By Rhéa Côté Robbins

              I am eager to report on the incidence of back--pocket knowledge in the possession of several individuals is much like the phenomenon of back--pocket religion.  Whenever some Jonah--fish comes along and dunks our private, unseaworthy ships.  Who do we call?  I don't think it's Ghostbusters.  When a neighbor boy fell 15 feet out of the tree house on our property, landed on his feet and only had the wind knocked out of him, I said, "Allah be praised!"  Our youngest asked, "Who's Allah?"  "God to a large part of the population of the world----they call God, Allah."  "Is that what you call Him?" he asks.  "What do you call Him?" I reply.
              Next in line is back--pocket knowledge.  Unfashionable, therefore laughable knowledge.  Knowing something for which others can laugh at you for or about.  Like knowing a second language and growing up with it in the State of Maine and not admitting to knowing the second language.  Until, of course it becomes a necessary handy skill to be able to speak another language.  (State of Maine mono--linguals, can we talk, I mean, can we really talk?  After you took the second language and our culture, where'd you put it?  Can I have it back now?  Or do you mind if I parlez--vous?  Jig?  Bake tourtière.----I'll share.) 

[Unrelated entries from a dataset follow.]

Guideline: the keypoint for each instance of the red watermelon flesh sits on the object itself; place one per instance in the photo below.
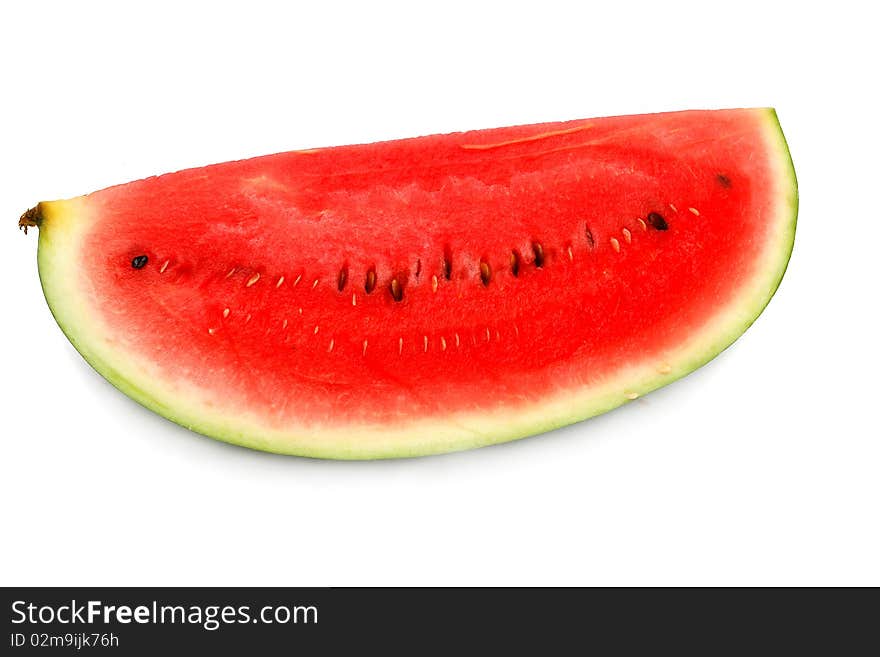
(428, 294)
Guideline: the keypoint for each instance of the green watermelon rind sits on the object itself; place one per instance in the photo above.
(174, 400)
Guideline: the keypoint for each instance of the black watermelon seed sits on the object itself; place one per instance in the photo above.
(656, 220)
(539, 254)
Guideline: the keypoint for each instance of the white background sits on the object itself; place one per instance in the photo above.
(761, 468)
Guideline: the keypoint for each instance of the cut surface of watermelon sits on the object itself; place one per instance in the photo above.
(430, 294)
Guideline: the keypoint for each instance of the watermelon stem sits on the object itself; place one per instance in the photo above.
(30, 219)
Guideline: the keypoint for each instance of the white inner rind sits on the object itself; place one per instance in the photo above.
(65, 224)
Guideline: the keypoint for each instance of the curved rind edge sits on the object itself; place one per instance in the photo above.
(418, 438)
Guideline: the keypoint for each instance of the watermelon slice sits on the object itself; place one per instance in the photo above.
(431, 294)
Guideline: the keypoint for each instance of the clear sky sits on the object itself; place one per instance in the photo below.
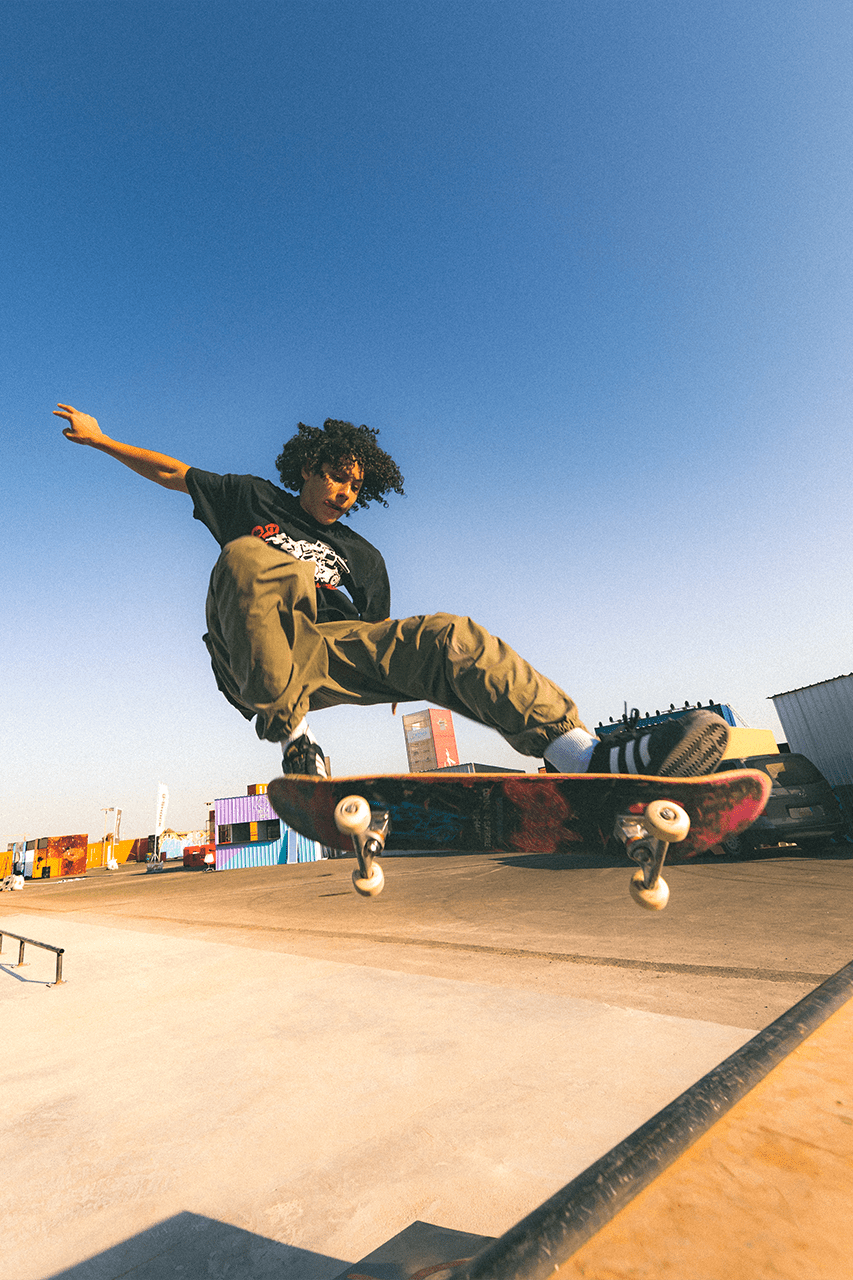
(584, 265)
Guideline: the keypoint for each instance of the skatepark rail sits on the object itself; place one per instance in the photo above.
(45, 946)
(551, 1234)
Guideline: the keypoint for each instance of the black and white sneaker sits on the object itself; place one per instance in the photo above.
(304, 755)
(682, 748)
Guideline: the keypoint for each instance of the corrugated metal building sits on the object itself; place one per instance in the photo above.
(250, 833)
(819, 723)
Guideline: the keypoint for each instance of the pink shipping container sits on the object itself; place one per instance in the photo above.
(250, 833)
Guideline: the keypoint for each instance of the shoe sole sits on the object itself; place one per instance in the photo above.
(699, 750)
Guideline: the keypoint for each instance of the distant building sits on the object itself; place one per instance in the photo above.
(430, 740)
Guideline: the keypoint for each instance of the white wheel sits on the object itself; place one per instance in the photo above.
(652, 899)
(352, 816)
(666, 821)
(373, 885)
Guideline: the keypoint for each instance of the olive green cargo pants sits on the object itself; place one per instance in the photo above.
(276, 662)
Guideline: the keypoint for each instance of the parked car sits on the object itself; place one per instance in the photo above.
(802, 808)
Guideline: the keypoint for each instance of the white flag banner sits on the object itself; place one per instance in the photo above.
(163, 804)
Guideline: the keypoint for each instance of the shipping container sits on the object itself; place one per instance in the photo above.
(200, 858)
(817, 721)
(54, 856)
(250, 833)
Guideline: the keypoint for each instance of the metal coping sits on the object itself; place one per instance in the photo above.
(548, 1237)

              Second language necessary skill happened when the youngest was stung by a bee while we vacationed in Québec this past summer. Sometimes, while in Québec and when I speak French, the person to whom I am speaking will reply in English letting me know that their knowledge of English is in direct or equal proportion to my English.  But sometimes, this past summer, they did not speak English when I spoke French! 
              My brain becomes physically tired from the exertion of speaking French.  I have to work twice as hard at thinking and speaking and, come nightfall in French speaking lands, I sleep very well. 

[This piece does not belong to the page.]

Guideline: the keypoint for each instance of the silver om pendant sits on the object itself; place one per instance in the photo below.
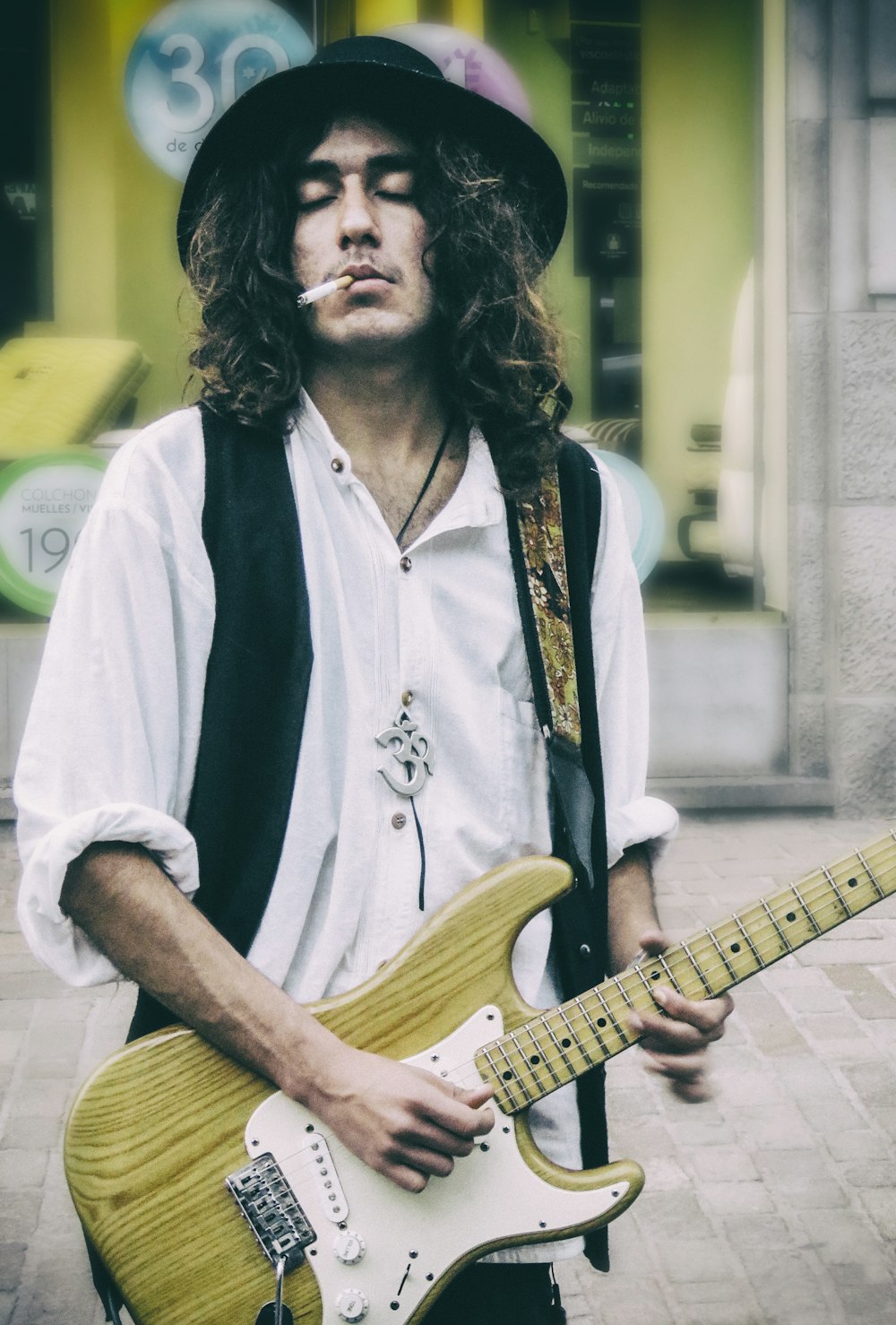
(412, 750)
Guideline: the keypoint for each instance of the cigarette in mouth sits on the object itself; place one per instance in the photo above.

              You can get a picture of my French speaking capacity when I speak my French, my oldest brother remarks, "Where the hell did you get that French."  I didn't.  Remember?  My attitude, which I am convinced is 80% to 90% responsible for the successful learning process----attitude and enthusiasm----my attitude was "I'm not going to learn that stuff."  To which my father replied, "Têtu!" "Tête--croche." and "Tête de poiche."  I knew my refusal to learn to speak French was working by the amount of frustration I was working him into and finally giving up on the final child he would console himself and chide me "You are going to regret it."  "Tu vas le r'gretter."  "Oh no I'm not," I would defiantly, over--confidently reply----knowing full well I would.  He could not have devised a more effective punishment.  One that lasts a lifetime.  I hear his voice in my head. "Tu vas le r'gretter."  Mon, Dieu, je pense que oui.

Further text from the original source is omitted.